Epipsestis castaneata

Scientific classification
- Domain: Eukaryota
- Kingdom: Animalia
- Phylum: Arthropoda
- Class: Insecta
- Order: Lepidoptera
- Family: Drepanidae
- Genus: Epipsestis
- Species: E. castaneata
- Binomial name: Epipsestis castaneata (Warren, 1915)
- Synonyms: Polyploca castaneata Warren, 1915;

= Epipsestis castaneata =

- Authority: (Warren, 1915)
- Synonyms: Polyploca castaneata Warren, 1915

Species of false owlet moth

Epipsestis castaneata is a moth in the family Drepanidae. It was described by Warren in 1915. It is found in Sikkim in India, Hunan in China and in Nepal and Vietnam.

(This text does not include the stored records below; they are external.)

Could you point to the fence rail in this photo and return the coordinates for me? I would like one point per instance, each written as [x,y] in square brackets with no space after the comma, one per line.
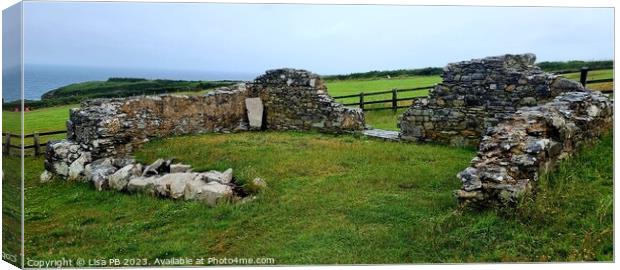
[392,101]
[395,99]
[36,137]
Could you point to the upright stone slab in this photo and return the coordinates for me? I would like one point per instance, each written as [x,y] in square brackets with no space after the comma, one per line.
[297,99]
[255,112]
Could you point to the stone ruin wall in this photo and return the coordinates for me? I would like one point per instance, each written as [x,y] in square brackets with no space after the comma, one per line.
[522,119]
[513,154]
[103,132]
[292,100]
[115,127]
[315,108]
[478,94]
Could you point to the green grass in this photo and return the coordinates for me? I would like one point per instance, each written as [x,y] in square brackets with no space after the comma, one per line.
[331,199]
[349,87]
[595,75]
[46,119]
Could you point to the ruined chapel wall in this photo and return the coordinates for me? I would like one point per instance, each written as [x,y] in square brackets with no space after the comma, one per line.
[478,94]
[513,154]
[113,127]
[298,100]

The wingspan is about 34 mm. The forewings are fawn coloured, shaded on each side of the narrow central area and along the inner margin in the basal half with dull chestnut brown. There is an oblique black streak near the base on the submedian fold. The inner line just before the middle is black, slightly curved, and indented on each fold, preceded by two curved brown shades, the inner strongly outcurved at the middle. The median fascia is extremely narrow, towards the inner margin whitish and the outer line is blackish, slender, crenulate and slightly projecting on vein 4, followed by two thick brown shades with deeper centres, and then by a black lunulate-dentate line, angled above vein 5. The subterminal line is pale fawn between darker shades, met at vein 6 by a thick somewhat interrupted streak from the apex. There is a row of fine black lunules before the termen and the orbicular and reniform stigmata are represented by linear black marks of raised scales, with some paler scales on their inner edge, lying on the inner and outer lines respectively. The hindwings are brownish fuscous.